The existing caching code reimplements hash tables and takes care to atomically replace single elements of a vector for this reason.
(Why is thread safety needed at all? Qt only has one GUI thread, but additional Lisp threads appear as Qt threads and are useful for all non-GUI code, e.g. Qt I/O multiplexing. BTW, note that startup-related code that initializes smoke modules is an exception: Initialization is not thread safe at this point. Users are expected to do this only once.)
3. Duplicate caching: Method lookup would have a cache, which calls marshalling functions on cache misses, which would also have a (different) cache. Can't we have one cache that covers both?

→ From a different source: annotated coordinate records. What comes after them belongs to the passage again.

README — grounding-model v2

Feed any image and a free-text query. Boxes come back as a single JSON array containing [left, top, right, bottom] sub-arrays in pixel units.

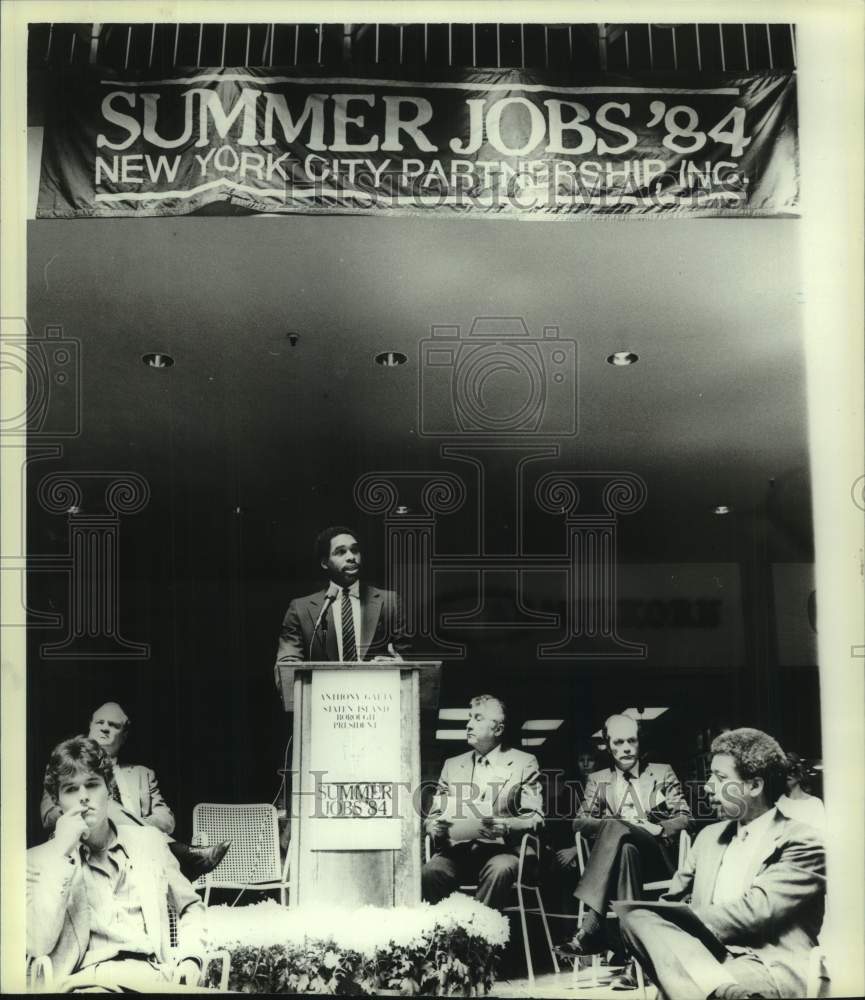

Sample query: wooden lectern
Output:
[[279, 662, 441, 909]]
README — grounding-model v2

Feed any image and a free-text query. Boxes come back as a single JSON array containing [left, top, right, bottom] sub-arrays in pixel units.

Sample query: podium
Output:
[[279, 662, 441, 909]]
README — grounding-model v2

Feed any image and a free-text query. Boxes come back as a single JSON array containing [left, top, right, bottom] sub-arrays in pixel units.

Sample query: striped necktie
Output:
[[342, 587, 357, 663]]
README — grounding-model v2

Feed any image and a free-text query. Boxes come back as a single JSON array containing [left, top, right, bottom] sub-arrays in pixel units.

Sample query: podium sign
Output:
[[279, 662, 441, 909], [305, 669, 411, 851]]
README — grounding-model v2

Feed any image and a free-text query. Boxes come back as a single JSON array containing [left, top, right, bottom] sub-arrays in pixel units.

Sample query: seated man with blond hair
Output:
[[39, 701, 231, 882], [27, 736, 206, 991]]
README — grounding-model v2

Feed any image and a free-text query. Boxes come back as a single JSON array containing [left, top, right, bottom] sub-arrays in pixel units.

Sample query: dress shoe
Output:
[[709, 983, 764, 1000], [169, 840, 231, 882], [553, 931, 604, 958], [610, 962, 638, 990]]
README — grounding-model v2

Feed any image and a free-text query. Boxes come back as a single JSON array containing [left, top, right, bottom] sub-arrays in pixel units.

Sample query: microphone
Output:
[[308, 581, 339, 660]]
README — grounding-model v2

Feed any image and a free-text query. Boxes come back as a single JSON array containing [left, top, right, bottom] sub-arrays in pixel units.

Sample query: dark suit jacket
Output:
[[27, 826, 206, 976], [425, 747, 544, 849], [275, 581, 405, 684], [664, 809, 826, 997], [574, 764, 691, 840]]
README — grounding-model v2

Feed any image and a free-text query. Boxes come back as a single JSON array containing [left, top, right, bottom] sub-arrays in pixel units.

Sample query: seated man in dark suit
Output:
[[421, 694, 544, 909], [562, 715, 691, 955], [27, 736, 206, 990], [274, 525, 402, 688], [621, 729, 826, 1000], [39, 701, 230, 881]]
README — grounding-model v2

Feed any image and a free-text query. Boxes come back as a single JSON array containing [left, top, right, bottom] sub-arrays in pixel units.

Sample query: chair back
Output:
[[679, 830, 691, 868], [192, 802, 282, 888]]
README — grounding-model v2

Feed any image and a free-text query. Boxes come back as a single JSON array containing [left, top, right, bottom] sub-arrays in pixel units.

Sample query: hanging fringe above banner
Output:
[[37, 67, 799, 219]]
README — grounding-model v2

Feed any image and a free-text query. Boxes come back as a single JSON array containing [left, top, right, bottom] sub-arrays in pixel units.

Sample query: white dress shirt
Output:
[[333, 580, 361, 660], [114, 760, 141, 819], [712, 807, 776, 903], [613, 764, 646, 821], [472, 743, 504, 844]]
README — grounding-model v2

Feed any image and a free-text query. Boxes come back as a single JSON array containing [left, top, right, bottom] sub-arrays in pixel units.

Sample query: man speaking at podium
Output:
[[275, 525, 402, 688]]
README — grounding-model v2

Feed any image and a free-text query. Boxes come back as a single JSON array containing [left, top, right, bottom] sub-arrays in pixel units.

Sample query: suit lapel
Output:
[[490, 750, 514, 812], [124, 838, 167, 955], [637, 764, 659, 813], [306, 590, 339, 662], [748, 813, 781, 880], [67, 862, 90, 964], [357, 584, 382, 660], [694, 820, 735, 906]]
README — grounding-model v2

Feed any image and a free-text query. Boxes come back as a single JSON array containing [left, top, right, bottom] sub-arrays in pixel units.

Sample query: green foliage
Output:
[[208, 926, 501, 996]]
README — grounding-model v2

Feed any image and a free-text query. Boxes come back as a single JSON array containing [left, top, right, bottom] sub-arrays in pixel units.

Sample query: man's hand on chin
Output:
[[372, 642, 405, 663], [632, 819, 664, 837], [174, 958, 201, 986]]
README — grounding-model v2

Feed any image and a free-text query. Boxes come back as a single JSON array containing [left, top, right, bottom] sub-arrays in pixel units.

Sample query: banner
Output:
[[37, 68, 799, 219], [306, 667, 402, 851]]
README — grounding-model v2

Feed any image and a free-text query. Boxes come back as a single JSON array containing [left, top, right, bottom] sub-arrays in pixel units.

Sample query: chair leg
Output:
[[634, 959, 649, 1000], [533, 886, 559, 973], [517, 882, 535, 986]]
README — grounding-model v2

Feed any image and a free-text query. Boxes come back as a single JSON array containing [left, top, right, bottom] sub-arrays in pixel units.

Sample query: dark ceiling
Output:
[[29, 217, 811, 575], [28, 207, 816, 840]]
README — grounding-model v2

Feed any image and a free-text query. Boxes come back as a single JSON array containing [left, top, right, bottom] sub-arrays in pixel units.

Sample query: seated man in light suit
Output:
[[421, 694, 544, 909], [27, 736, 206, 990], [39, 701, 230, 881], [274, 525, 403, 688], [621, 729, 826, 1000], [563, 715, 691, 960]]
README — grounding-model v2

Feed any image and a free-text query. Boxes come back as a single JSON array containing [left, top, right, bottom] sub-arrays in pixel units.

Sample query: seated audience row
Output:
[[27, 694, 825, 1000]]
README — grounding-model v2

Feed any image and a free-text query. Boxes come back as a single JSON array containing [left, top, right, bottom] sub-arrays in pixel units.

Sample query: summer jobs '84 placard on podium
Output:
[[304, 669, 402, 851]]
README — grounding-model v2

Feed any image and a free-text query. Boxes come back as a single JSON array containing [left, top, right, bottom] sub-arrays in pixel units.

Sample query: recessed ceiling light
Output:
[[607, 351, 640, 368], [375, 351, 408, 368], [141, 354, 174, 368]]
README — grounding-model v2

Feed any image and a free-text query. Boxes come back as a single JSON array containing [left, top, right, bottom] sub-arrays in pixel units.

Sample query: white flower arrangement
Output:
[[207, 892, 509, 957]]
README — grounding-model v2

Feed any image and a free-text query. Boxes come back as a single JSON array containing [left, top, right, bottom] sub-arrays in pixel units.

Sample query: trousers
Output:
[[574, 819, 674, 914], [620, 910, 780, 1000], [421, 840, 519, 910]]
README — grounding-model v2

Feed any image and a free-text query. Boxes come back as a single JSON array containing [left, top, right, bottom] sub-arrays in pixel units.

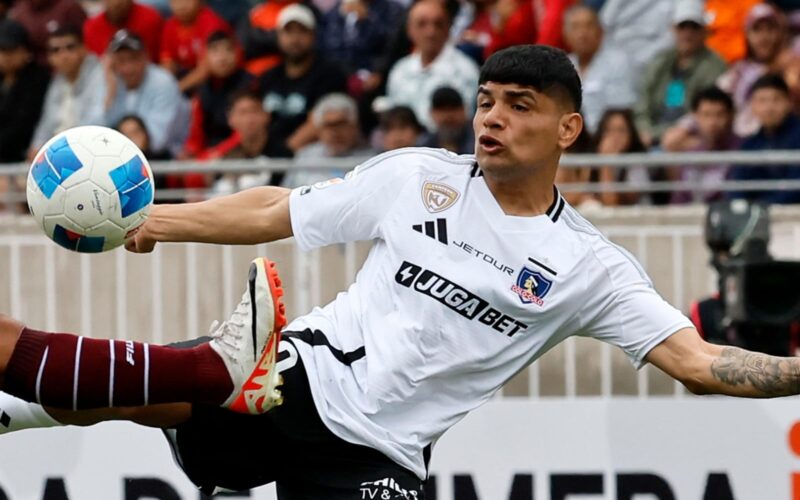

Perhaps this is fundamentally the same argument as 4.:
4. Finally, a thought that is not an objection, but merely a question of priorities:
Most code should hit the fast path anyway, and I consider it a bug that %METHOD-INVOCATION-CALLBACK doesn't do so.
So I'd like to work on c. in preference to b. for the moment. The analysis/plan is basically this:
- The current cache is a "call site"-dependent cache. I used this approach because it is the easiest. It's not a bad idea in principle, because it needs "hash table" entries (in the generic sense, not the cl:hash-table sense) only for those argument signatures actually encountered for a specific call site.
- It has a big downside, however: It performs badly for functions that use different methods and argument signatures every time. In general, if you don't do (defun yourfun () (#_yourcall)) but rather (defun yourfun () (helperfunction)) (defun helperfunction () (#_yourcall)) the cache moves from yourfun to helperfunction. If there are other callers to helperfunction, they suddenly share the same cache.
The solution is move away from call-site-specific caches, and towards class-specific and method(-name)-specific caches. Basically we would make a pre-allocated lisp array of cache data structures (probably at smoke module loading time).
One simple model for the run-time dispatch would be to take the class id as a reference into that array, and compute a hash key out of method name and signature.
Another similar approach (perhaps closer to the current code) is to index on the method name first, and then hash on class and argument signature.
(But note that we need to cache the step that computes the method id, so we cannot use that as a hash key.)
The second approach is very similar to how CLOS is usually implemented, I think. Our problem is very close to CLOS in any case, and rather unlike vtable dispatch in normal OO languages. Hopefully our code can be much simpler than CLOS though; e.g. because we can work out in advance how large cache table need to be for the usual smoke modules, so that we don't need to enlarge and re-hash things.
[...]
- UNMARSHALLER now caches unmarshalled closures.
This seems to improve performance a bit in %METHOD-INVOCATION-CALLBACK as it doesn't cache
Side note: The specific code in %METHOD-INVOCATION-CALLBACK is obviously distinct for ordinary method dispatch, but I think it could use the same global cache tables.
anything itself. Also, I've got rid of redundant NONCONST-NAME function I've introduced previously. I did some tests on a QListView code with custom model with SBCL statistical profiler and seems like all this indeed helps (will later distill that test code into automatic benchmark).
Thank you, a benchmark would be most helpful.
d.